Here is what we thought: Both films were very well made at the time they were produced and found it interesting to see how cinematography advanced over 39 years. The 1974 version depicted a more realistic environment and we could imagine Gatsby’s house actually being what we know today as the Inn at Longshore and Nick’s rented cottage being the same house that F. Scott and Zelda had rented next door. The 2013 version portrayed an over-the-top, fantasized world that takes the imagination beyond what could be possible which we all agreed was what the book intended.

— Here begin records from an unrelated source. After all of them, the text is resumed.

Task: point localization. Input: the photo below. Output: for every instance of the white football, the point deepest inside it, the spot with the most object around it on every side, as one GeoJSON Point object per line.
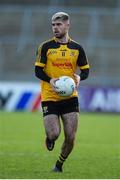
{"type": "Point", "coordinates": [65, 86]}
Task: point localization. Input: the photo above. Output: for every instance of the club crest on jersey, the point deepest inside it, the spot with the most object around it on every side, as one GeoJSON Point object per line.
{"type": "Point", "coordinates": [45, 109]}
{"type": "Point", "coordinates": [53, 52]}
{"type": "Point", "coordinates": [72, 54]}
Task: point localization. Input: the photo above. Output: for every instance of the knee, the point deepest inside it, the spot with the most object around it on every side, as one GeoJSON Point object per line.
{"type": "Point", "coordinates": [70, 139]}
{"type": "Point", "coordinates": [53, 135]}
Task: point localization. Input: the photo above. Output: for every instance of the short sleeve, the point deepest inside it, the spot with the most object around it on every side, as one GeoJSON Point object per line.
{"type": "Point", "coordinates": [82, 61]}
{"type": "Point", "coordinates": [41, 57]}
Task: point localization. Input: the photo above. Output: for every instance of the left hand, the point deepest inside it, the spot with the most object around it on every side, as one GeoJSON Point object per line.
{"type": "Point", "coordinates": [77, 80]}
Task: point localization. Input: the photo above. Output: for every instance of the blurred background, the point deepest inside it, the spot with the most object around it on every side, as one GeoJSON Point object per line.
{"type": "Point", "coordinates": [24, 24]}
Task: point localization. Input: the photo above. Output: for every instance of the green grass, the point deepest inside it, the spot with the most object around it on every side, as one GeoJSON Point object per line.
{"type": "Point", "coordinates": [23, 154]}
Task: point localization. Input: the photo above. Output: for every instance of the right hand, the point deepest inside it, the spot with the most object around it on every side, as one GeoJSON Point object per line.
{"type": "Point", "coordinates": [52, 82]}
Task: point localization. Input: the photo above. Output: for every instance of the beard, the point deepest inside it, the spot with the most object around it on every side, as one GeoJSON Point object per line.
{"type": "Point", "coordinates": [59, 35]}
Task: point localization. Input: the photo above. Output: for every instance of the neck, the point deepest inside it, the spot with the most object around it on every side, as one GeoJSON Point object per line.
{"type": "Point", "coordinates": [64, 39]}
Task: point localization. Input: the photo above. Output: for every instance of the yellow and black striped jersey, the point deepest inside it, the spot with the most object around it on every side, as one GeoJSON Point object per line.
{"type": "Point", "coordinates": [59, 59]}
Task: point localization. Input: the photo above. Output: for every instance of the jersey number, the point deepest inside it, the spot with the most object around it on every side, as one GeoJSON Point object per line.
{"type": "Point", "coordinates": [63, 53]}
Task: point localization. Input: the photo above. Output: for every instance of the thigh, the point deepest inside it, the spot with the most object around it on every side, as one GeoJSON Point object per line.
{"type": "Point", "coordinates": [70, 123]}
{"type": "Point", "coordinates": [52, 124]}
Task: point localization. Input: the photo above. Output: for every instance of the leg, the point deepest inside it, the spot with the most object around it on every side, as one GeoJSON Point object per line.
{"type": "Point", "coordinates": [70, 123]}
{"type": "Point", "coordinates": [52, 126]}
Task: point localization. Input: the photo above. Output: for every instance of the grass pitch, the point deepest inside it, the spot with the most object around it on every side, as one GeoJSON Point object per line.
{"type": "Point", "coordinates": [23, 153]}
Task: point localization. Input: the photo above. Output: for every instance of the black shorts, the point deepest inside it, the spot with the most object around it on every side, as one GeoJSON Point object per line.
{"type": "Point", "coordinates": [60, 107]}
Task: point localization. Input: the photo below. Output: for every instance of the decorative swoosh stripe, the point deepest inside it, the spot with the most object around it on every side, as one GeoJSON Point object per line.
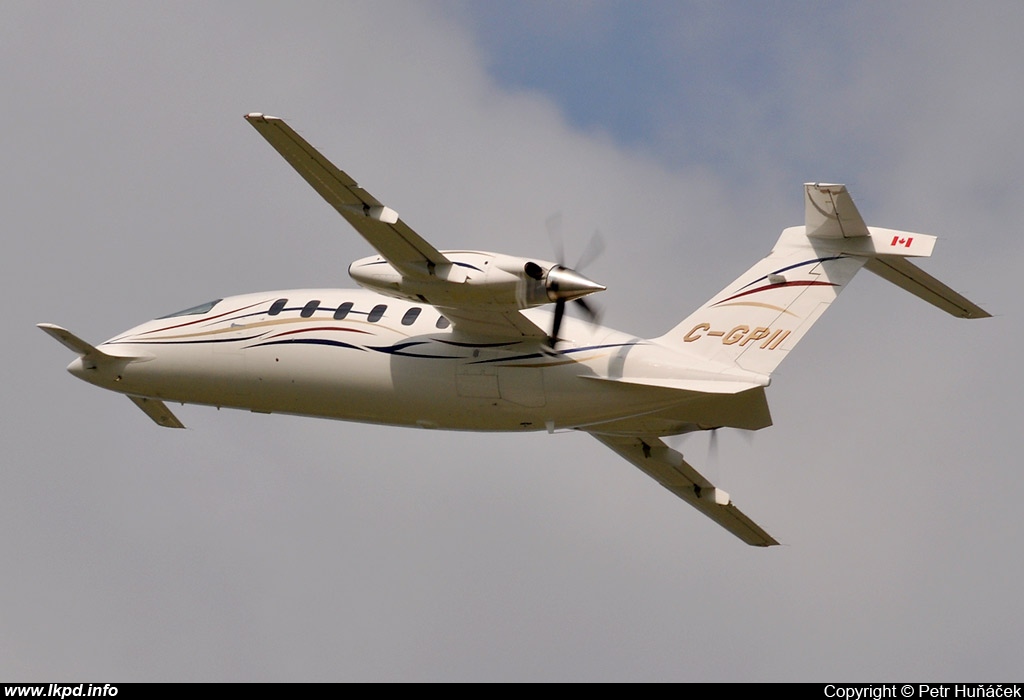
{"type": "Point", "coordinates": [779, 286]}
{"type": "Point", "coordinates": [173, 341]}
{"type": "Point", "coordinates": [205, 319]}
{"type": "Point", "coordinates": [307, 341]}
{"type": "Point", "coordinates": [780, 270]}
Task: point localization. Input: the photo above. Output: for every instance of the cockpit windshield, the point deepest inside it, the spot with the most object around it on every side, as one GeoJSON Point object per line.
{"type": "Point", "coordinates": [195, 310]}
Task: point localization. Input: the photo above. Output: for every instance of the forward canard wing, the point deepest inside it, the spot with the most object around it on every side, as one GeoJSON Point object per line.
{"type": "Point", "coordinates": [92, 359]}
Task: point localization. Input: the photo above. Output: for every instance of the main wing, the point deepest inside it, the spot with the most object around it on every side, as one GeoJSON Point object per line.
{"type": "Point", "coordinates": [380, 225]}
{"type": "Point", "coordinates": [668, 468]}
{"type": "Point", "coordinates": [402, 248]}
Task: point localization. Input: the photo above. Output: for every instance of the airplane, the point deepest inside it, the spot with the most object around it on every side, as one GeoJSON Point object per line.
{"type": "Point", "coordinates": [460, 340]}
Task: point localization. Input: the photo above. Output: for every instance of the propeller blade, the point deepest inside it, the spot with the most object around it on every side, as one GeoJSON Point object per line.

All actors in each film gave great performances, however found that the 2013 version depicted the characters more closely to the book. Both screen writers definitely took some liberties transferring the book to film, however, this was more apparent in the 1974 version (for example, how Nick doesn’t meet Gatsby at the party). We also noted that the 1974 version captured the relationship between Nick and Jordan better and were a bit disappointed not to see Nick’s land lady make an appearance in either film. We just learned that there are a couple more film adaptations that we are looking forward to watching: a 1926 silent film starring Warner Baxter and Lois Wilson; and a 1949 film starring Alan Ladd and Betty Field.